Radar Assist for Motorcycles? How About Cameras?
Rider-Assist Cameras Being developed by Kawasakiby Harry Fisher, on
The never-ending quest to develop new rider-assist systems is about to take another step forward as Kawasaki is developing cameras for fitment to motorcycles
Rider-Assist Cameras To Become a Reality?
Rider safety is an increasing focus for motorcycle manufacturers, borrowing technology from the automobile industry and applying it to motorcycles in the form of front and rear radar sensors to cover blind spots and make bikes more visible to cars.
Kawasaki, Ducati, BMW and KTM have all adopted radar-assist systems, mounted at the front and rear of the bikes, the front sensor enabling adaptive cruise control and collision warning and the rear sensor being a blind-spot monitoring system. Now, however, Kawasaki is taking another leaf from car manufacturers and developing a camera-based system to work in collaboration with the radar sensors.
Cameras are common on cars but Kawasaki will be the first motorcycle manufacturer to mount a camera in the nose of the bike to relay even more information to the rider. The patent application drawings show what is obviously a Ninja H2 SX motorcycle which makes sense as the current radar systems are H2 SX-mounted so it would be natural for Kawasaki to apply the new camera technology to that flagship bike as well.

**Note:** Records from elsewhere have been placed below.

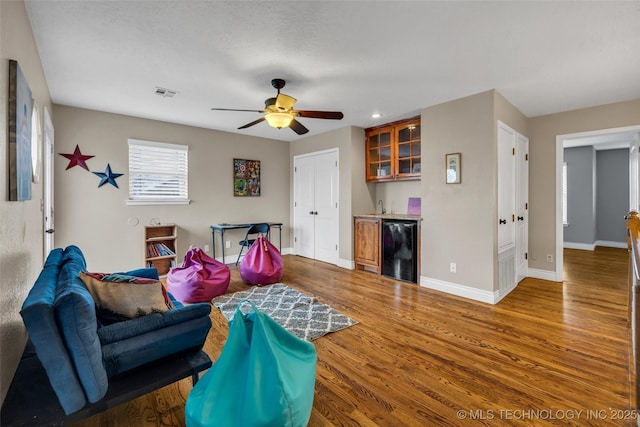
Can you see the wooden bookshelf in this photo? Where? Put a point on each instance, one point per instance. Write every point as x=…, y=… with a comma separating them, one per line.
x=160, y=247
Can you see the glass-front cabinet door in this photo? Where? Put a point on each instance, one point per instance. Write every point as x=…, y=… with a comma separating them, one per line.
x=408, y=159
x=380, y=154
x=393, y=151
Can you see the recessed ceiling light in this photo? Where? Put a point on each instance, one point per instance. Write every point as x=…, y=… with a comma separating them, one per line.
x=165, y=93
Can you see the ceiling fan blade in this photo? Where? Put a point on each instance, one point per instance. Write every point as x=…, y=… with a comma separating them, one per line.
x=285, y=102
x=334, y=115
x=231, y=109
x=298, y=127
x=255, y=122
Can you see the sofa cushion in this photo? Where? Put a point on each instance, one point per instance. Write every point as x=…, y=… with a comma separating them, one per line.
x=39, y=318
x=142, y=325
x=121, y=297
x=76, y=315
x=124, y=355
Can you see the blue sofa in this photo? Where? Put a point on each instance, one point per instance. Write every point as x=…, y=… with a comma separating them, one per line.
x=79, y=354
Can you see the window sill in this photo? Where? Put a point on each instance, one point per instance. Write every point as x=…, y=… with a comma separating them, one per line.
x=158, y=202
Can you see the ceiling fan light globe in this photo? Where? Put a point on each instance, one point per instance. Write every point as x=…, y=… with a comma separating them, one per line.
x=279, y=120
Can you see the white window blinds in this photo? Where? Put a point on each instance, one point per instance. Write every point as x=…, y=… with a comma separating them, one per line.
x=158, y=173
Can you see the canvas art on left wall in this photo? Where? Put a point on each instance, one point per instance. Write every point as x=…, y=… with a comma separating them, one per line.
x=20, y=109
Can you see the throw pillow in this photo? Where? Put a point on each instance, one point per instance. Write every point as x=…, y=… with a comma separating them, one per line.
x=121, y=297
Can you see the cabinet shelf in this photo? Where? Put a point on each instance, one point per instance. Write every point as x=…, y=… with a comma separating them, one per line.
x=160, y=242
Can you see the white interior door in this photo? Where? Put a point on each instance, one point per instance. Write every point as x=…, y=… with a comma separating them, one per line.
x=326, y=207
x=506, y=187
x=316, y=206
x=303, y=206
x=522, y=211
x=48, y=183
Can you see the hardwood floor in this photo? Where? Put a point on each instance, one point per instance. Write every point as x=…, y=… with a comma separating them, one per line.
x=547, y=354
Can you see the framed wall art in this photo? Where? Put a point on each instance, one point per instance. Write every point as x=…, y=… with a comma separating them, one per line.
x=453, y=168
x=246, y=177
x=19, y=125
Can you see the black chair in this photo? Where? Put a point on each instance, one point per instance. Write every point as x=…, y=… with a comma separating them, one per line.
x=254, y=230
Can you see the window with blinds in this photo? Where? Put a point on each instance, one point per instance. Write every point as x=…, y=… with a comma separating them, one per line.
x=158, y=173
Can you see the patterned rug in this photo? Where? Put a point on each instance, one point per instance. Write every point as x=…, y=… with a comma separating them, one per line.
x=300, y=314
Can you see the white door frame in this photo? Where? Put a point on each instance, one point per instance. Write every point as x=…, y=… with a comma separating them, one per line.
x=560, y=140
x=48, y=210
x=337, y=230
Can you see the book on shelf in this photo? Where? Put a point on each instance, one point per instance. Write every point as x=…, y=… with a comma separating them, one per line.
x=157, y=249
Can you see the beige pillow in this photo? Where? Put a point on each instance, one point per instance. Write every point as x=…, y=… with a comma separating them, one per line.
x=120, y=296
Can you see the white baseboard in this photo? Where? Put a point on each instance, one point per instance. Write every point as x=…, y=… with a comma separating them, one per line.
x=345, y=263
x=542, y=274
x=610, y=244
x=461, y=290
x=580, y=246
x=592, y=246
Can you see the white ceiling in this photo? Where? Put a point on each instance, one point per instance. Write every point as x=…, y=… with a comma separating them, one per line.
x=358, y=57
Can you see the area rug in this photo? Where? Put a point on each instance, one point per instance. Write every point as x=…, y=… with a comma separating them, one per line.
x=300, y=314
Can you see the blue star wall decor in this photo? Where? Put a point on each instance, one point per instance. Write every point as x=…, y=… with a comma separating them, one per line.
x=108, y=176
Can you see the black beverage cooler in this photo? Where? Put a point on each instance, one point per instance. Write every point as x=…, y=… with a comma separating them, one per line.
x=399, y=251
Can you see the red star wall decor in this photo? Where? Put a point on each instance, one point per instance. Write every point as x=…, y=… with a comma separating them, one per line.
x=77, y=159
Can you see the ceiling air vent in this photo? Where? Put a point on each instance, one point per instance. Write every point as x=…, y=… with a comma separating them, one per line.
x=165, y=93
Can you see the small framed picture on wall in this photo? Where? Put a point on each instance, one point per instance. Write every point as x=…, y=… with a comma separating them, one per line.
x=246, y=177
x=453, y=168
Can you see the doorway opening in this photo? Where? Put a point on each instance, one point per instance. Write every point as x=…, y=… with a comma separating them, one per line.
x=624, y=137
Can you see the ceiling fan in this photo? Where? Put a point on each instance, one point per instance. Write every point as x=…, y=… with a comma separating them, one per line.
x=279, y=112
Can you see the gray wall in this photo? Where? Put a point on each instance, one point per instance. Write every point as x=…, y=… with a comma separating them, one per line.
x=612, y=194
x=598, y=195
x=581, y=195
x=21, y=231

Sharp-eyed observers noticed that a camera was mounted on the H2 SX in spy shots of the 2022 model back in 2021, even though it didn’t make it to the production model. The fact that it was there, however, means that it exists and, given that piece of evidence, Kawasaki intends it to be a part of a future model.
But what would a camera do that the rider’s eyes and the radar systems cannot? it is likely that it would be primarily used in conjunction with the headlight, allowing it to dip automatically from high beam when an approaching vehicle is detected. With the ever-increasing sophistication of adaptive headlights with multiple ’zones’ that illuminate different parts of the road, the camera could help with dipping certain sections of the headlight to avoid dazzling oncoming drivers while still illuminating the road sufficiently to keep the rider safe.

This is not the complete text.